Hi,

procedure TStrBuilder.append(const s: RawByteString);
begin
append(pchar(pointer(s)), length(s)); //inlinetest.pas(24,3) Note: Call to subroutine "procedure TStrBuilder.append(const p:PChar;const l:Int64);" marked as inline is not inlined end;

this seems to help

procedure TStrBuilder.append(const s: RawByteString);
var p: pchar;
begin
   p := pchar(pointer(s));
   append(p, length(s));
end;


I would personally be in favour of removing all of the inlining hints, because they are specific to a particular compiler version and mainly cause people to waste time on premature optimisation (or on what they think is an optimisation, but in many cases slows down things due to increased instruction cache pressure).

After updating from 3.1 to 3.3 I only have to look at around one thousand hints




The one-pass thing is probably the reason it now complains about all inline functions in dependency cycles, unit A uses unit B that uses unit A. Then unit A can't inline something unit B. Any way around that?



Best,
Benito

Am 02.01.19 um 00:41 schrieb Jonas Maebe:
On 2019-01-02 00:19, Benito van der Zander wrote:

procedure TStrBuilder.append(const s: RawByteString);
begin
append(pchar(pointer(s)), length(s)); //inlinetest.pas(24,3) Note: Call to subroutine "procedure TStrBuilder.append(const p:PChar;const l:Int64);" marked as inline is not inlined
end;

The compiler does not support inlining calls with parameters that cast a managed type to an unmanaged type at this time.

Regarding the reason why something cannot be inlined: sometimes you can get more information with -vd, but not always (and even then the reason may be vague).
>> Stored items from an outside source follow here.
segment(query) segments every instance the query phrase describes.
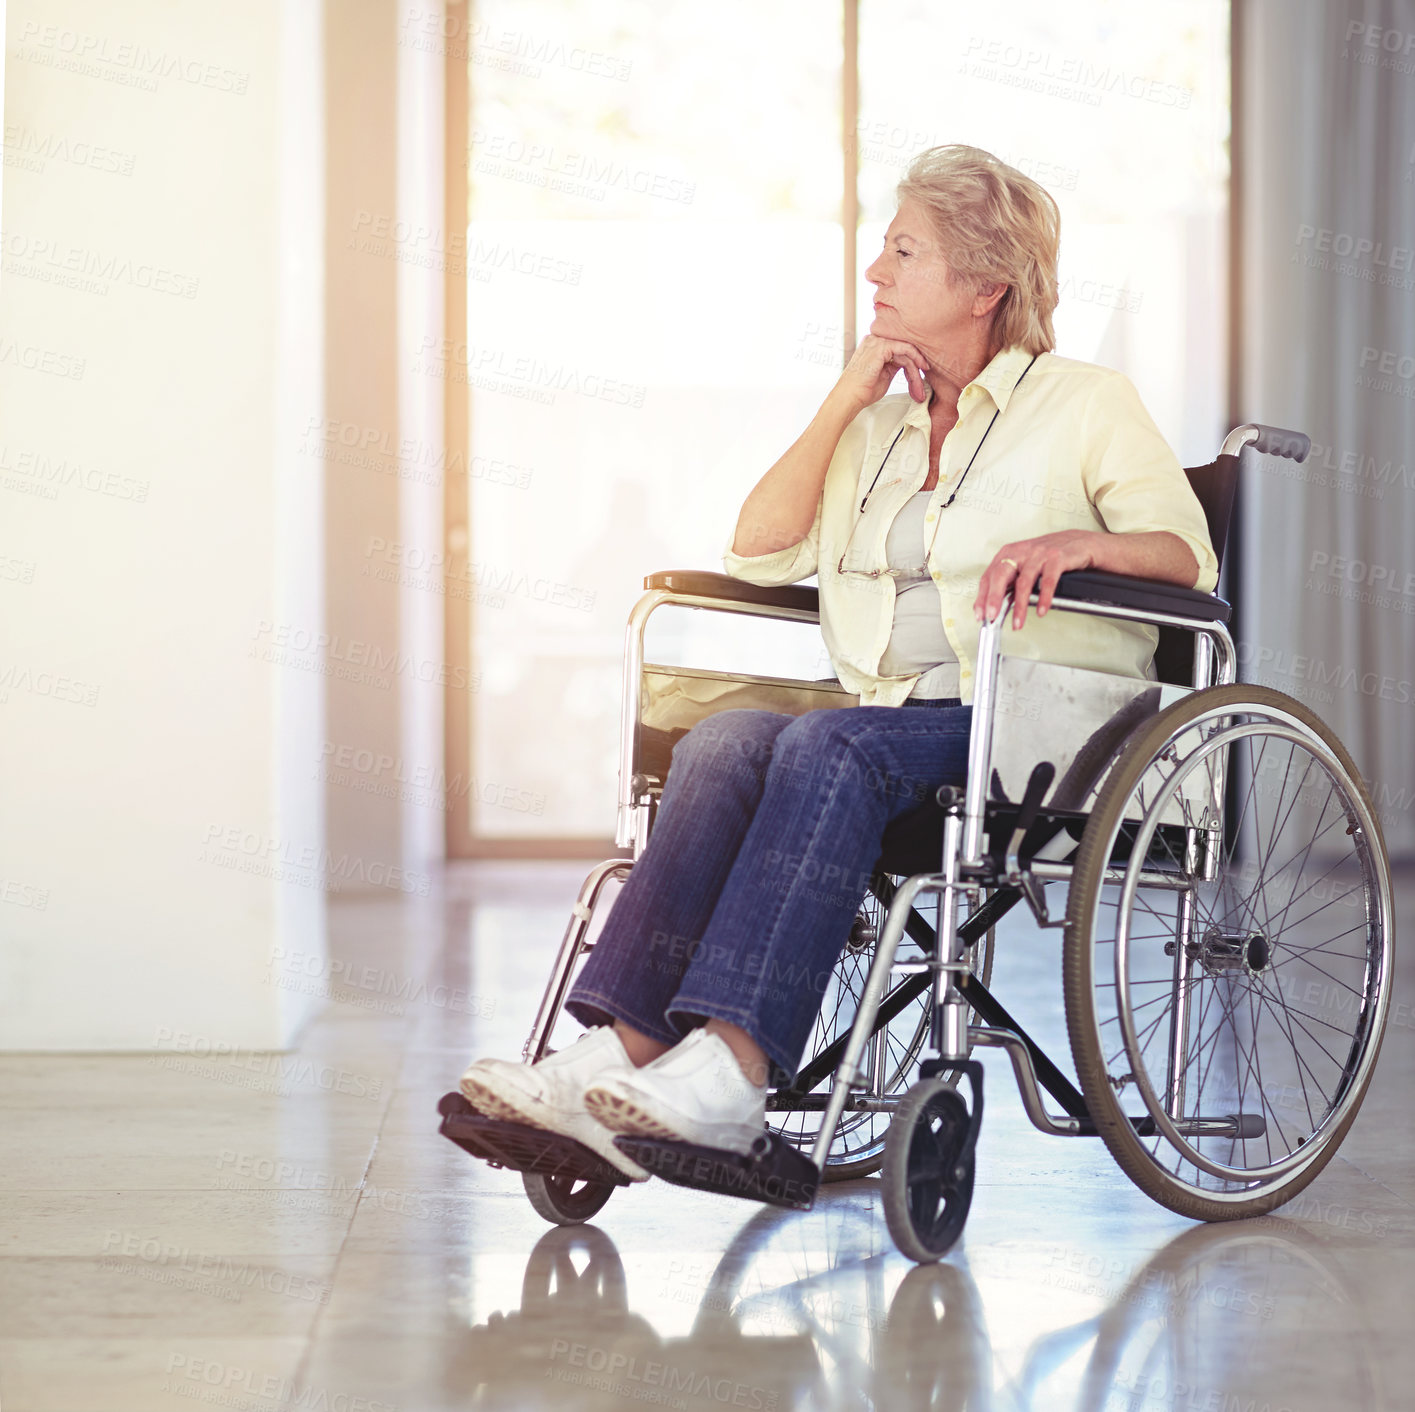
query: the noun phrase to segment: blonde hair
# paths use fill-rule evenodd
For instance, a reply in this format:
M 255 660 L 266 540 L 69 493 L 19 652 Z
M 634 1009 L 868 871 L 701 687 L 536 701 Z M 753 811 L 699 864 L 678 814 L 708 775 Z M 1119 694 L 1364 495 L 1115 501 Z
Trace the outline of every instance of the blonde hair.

I would personally be in favour of removing all of the inlining hints, because they are specific to a particular compiler version and mainly cause people to waste time on premature optimisation (or on what they think is an optimisation, but in many cases slows down things due to increased instruction cache pressure). Especially in this case: there is nothing potentially wrong with such a call, nor is the method in general not inlinable, so there is no way to get rid of the hint other than by removing the inline directive altogether (or by adding a version of that routine with a different name that is not declared as "inline"). This only promotes complicating code without any potential improvement of productivity or clarity of the code/programmer intent.